Features:
LINUX CLUSTER BREAKTHROUGH: THE BIG DEAL IS BIG BANDWIDTH
by Tim Curns, Editor
Linux cluster users are due for a big boost in input/output speed,
scalability, and reliability because of a new Lustre-based HP StorageWorks
Scalable File Share product from HP. HPCwire recently talked with Kent
Koeninger, product manager in HP's High Performance Technical Computing
Division, about HP's two-year tuning of the Lustre protocol and how the
software solves I/O bottleneck issues in Linux cluster computing enterprises.
HPCwire: Please give our readers a quick overview of Lustre and how it is used
in the new scalable file share product.
Kent Koeninger: Lustre is an open, standards-based software technology that is
well funded and backed by the U. S. Department of Energy (DoE), the greater
open source Linux community, Clustered File Systems, Inc. (CFS) , and HP.
Lustre's open standards figure prominently in HP's new file system, the
StorageWorks Scalable File Share (HP SFS). Lustre is a major breakthrough for
fast I/O on Linux clusters.
The StorageWorks Scalable File Share is a self-contained fileserver built from
multiple, industry standard HP ProLiant servers and HP StorageWorks disk
arrays. The HP SFS server runs a combination of Lustre and HP-specific value
added software.
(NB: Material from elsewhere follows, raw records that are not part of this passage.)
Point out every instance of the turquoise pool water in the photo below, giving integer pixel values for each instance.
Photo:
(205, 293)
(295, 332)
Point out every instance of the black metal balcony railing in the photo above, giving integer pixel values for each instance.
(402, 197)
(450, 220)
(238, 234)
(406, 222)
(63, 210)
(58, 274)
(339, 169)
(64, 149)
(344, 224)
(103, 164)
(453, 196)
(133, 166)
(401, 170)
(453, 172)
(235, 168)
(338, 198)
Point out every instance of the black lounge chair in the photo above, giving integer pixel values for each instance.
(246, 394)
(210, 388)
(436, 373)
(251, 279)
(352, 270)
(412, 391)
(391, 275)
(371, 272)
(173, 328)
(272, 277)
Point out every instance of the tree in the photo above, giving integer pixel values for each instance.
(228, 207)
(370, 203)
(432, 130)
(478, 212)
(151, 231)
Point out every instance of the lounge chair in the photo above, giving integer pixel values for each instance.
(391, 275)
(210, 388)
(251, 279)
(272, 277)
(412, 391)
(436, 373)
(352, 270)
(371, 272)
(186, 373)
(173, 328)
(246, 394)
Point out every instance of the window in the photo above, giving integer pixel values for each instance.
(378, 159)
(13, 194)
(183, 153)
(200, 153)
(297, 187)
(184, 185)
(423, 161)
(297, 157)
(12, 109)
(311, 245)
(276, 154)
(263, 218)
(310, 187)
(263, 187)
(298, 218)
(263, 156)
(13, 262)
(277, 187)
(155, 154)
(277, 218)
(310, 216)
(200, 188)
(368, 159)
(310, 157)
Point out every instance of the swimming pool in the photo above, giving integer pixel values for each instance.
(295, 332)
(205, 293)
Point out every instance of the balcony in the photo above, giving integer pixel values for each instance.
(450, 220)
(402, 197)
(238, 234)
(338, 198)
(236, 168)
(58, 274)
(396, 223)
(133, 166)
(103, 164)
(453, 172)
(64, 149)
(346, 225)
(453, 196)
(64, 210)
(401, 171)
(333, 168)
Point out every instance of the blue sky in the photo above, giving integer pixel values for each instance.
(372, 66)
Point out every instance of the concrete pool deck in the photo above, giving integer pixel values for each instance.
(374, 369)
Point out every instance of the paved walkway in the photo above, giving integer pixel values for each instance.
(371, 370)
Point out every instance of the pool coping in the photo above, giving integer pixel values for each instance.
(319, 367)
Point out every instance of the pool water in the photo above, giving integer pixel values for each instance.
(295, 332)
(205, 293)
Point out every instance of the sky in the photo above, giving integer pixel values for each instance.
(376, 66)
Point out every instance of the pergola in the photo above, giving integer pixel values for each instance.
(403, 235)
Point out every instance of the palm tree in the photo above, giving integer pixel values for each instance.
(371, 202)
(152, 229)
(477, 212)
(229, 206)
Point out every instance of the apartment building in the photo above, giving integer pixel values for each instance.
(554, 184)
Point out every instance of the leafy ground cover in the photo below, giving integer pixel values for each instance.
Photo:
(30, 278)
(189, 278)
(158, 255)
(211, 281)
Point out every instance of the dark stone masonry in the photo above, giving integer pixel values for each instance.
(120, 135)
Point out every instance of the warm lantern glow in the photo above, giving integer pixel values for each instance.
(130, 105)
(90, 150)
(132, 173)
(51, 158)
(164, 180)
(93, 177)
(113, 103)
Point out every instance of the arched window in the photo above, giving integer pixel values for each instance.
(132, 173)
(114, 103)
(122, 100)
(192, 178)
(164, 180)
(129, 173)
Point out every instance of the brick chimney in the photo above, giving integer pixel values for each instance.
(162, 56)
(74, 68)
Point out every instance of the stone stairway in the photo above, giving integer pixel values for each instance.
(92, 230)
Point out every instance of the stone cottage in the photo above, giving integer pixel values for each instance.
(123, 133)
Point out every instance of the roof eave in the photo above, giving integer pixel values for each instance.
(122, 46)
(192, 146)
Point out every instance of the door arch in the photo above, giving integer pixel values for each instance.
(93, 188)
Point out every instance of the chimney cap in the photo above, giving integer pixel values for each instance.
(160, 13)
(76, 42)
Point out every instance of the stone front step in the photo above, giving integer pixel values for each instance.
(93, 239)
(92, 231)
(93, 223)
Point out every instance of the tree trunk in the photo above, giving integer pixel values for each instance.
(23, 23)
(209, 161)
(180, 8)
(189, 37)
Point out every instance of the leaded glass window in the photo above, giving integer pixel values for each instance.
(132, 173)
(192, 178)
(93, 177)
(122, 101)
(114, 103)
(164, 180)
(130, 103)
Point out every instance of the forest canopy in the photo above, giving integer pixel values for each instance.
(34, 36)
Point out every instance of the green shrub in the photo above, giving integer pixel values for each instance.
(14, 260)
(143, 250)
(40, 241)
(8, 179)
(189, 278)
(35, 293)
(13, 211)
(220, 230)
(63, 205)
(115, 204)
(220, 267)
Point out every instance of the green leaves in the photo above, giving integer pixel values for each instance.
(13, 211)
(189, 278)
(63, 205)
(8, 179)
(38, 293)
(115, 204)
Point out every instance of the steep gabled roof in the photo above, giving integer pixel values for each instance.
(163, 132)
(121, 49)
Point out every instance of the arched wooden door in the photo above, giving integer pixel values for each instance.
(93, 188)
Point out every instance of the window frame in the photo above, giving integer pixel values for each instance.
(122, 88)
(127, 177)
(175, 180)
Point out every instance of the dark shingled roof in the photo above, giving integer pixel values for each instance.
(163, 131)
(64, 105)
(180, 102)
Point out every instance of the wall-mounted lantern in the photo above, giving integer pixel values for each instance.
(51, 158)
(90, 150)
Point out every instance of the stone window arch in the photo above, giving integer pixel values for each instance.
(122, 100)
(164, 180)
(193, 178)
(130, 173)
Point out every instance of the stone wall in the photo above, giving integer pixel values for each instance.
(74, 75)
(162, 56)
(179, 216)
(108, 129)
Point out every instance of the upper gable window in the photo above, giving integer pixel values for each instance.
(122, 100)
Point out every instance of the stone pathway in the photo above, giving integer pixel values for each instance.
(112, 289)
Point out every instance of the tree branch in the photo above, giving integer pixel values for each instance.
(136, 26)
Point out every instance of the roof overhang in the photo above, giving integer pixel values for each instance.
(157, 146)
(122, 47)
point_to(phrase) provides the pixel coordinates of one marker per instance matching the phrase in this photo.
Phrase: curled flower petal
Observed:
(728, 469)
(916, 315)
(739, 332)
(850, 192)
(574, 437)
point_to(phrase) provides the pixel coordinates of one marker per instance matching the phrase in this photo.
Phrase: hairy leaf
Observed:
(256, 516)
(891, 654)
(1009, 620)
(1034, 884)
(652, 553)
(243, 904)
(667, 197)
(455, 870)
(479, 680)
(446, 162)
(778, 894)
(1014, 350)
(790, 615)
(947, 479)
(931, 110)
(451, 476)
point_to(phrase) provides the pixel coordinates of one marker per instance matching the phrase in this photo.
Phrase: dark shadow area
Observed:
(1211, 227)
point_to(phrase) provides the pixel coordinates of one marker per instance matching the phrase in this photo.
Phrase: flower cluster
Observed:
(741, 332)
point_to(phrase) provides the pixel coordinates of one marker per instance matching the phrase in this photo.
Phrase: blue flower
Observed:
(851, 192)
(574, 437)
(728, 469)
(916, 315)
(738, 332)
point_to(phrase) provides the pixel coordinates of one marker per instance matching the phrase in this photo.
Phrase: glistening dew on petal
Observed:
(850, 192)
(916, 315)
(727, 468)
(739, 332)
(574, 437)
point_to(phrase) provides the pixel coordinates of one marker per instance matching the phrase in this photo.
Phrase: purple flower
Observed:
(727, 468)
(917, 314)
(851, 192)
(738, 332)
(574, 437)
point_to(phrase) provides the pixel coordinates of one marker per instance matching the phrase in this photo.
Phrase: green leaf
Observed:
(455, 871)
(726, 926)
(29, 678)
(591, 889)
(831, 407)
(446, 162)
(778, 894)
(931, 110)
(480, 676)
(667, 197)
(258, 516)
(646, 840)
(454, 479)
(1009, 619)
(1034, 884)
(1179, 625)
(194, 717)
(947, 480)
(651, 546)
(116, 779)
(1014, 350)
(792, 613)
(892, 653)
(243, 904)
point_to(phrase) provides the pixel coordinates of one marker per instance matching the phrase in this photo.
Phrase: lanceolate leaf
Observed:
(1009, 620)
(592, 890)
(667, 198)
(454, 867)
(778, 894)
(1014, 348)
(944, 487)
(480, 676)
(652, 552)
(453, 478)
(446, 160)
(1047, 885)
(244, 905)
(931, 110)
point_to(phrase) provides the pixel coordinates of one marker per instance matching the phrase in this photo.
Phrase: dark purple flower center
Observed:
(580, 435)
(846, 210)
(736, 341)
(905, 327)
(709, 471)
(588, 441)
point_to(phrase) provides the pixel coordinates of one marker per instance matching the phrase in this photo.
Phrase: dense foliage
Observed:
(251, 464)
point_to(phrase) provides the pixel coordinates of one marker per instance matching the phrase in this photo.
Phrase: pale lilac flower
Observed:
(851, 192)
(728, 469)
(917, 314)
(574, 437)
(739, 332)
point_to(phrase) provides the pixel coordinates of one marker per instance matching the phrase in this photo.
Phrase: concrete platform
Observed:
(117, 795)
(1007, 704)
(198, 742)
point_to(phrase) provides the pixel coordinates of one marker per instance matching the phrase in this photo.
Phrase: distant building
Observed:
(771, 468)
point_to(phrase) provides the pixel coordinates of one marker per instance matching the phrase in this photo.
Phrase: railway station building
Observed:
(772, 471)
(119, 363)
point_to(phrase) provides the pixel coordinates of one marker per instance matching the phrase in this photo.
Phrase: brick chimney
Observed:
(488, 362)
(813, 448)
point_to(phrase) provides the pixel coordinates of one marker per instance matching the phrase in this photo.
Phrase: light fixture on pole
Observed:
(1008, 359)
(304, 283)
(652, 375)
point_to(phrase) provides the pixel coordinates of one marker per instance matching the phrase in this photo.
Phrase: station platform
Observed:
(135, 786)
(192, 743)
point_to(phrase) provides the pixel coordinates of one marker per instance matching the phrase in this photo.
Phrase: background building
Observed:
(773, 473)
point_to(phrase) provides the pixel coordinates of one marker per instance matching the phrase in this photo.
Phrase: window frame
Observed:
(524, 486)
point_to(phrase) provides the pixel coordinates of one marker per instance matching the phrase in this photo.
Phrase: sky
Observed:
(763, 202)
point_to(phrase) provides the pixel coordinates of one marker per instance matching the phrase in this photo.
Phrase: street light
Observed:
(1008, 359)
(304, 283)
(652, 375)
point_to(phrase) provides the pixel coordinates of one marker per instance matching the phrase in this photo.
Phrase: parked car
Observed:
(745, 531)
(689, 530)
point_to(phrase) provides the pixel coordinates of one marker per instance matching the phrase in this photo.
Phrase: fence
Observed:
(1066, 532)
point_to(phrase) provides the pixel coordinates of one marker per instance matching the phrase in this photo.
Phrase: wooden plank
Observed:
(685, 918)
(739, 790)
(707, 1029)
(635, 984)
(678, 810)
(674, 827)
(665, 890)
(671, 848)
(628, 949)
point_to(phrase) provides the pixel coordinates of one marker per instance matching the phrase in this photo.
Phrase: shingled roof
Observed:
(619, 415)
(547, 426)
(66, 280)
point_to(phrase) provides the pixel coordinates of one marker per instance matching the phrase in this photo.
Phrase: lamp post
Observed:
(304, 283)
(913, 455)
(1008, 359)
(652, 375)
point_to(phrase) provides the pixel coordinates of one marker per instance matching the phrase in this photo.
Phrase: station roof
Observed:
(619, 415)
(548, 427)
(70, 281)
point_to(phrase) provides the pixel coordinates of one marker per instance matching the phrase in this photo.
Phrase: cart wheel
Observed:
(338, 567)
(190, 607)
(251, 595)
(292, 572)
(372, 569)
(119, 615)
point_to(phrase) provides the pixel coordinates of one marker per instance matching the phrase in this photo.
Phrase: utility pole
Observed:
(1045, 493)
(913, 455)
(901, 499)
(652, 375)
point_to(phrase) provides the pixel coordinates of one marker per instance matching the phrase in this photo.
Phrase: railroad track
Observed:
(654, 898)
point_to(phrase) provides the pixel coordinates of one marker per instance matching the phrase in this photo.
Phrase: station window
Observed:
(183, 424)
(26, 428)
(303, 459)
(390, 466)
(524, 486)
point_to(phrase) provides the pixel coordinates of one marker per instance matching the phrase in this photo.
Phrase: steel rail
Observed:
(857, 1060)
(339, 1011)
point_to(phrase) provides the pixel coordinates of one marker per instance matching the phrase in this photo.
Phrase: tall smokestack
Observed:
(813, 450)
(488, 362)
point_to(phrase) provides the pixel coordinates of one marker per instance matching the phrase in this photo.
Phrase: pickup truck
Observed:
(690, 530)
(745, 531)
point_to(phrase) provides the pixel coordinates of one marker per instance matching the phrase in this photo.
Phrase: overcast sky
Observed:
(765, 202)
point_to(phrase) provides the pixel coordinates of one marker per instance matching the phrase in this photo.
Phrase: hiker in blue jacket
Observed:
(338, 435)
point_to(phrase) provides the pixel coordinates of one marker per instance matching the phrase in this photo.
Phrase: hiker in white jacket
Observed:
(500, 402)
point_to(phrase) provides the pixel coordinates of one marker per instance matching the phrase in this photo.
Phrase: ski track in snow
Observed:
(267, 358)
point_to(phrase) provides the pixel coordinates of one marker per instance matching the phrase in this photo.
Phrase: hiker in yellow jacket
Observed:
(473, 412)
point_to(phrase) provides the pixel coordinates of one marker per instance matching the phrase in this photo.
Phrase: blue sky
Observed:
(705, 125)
HP organizes these parallel servers, storage arrays and
software into a highly reliable product with the simplicity of a single,
scalable file system. HP SFS is typically paired with Linux compute clusters,
such as high-performance technical computing (HPTC) clusters of HP ProLiant
and HP Integrity servers. HP SFS support is built into all HP XC clusters and
is an integrated option for all cluster configurations in the HP HPTC cluster
portfolio.
The result is a powerful file server delivering faster time to solution and
ten to 100 times more bandwidth than existing solutions.
HPCwire: How do you manage to fulfill your promise of 100 times more
bandwidth?
KK: We set out to find a solution to the Linux cluster I/O problem because we
knew existing global file systems did not support today's computational and
data demands. Linux clusters are scalable, computational engines that can
deliver immense computing power-trillions of calculations per second-to meet
the most demanding compute-intensive research projects. However, many Linux
clusters use slow, shared I/O techniques, such as Network File System (NFS),
the current defacto standard for sharing files. The resulting slow I/O can
limit the speed and throughput of the Linux cluster. So, you have these
powerful compute engines, roaring and ready to process, but stuck in traffic.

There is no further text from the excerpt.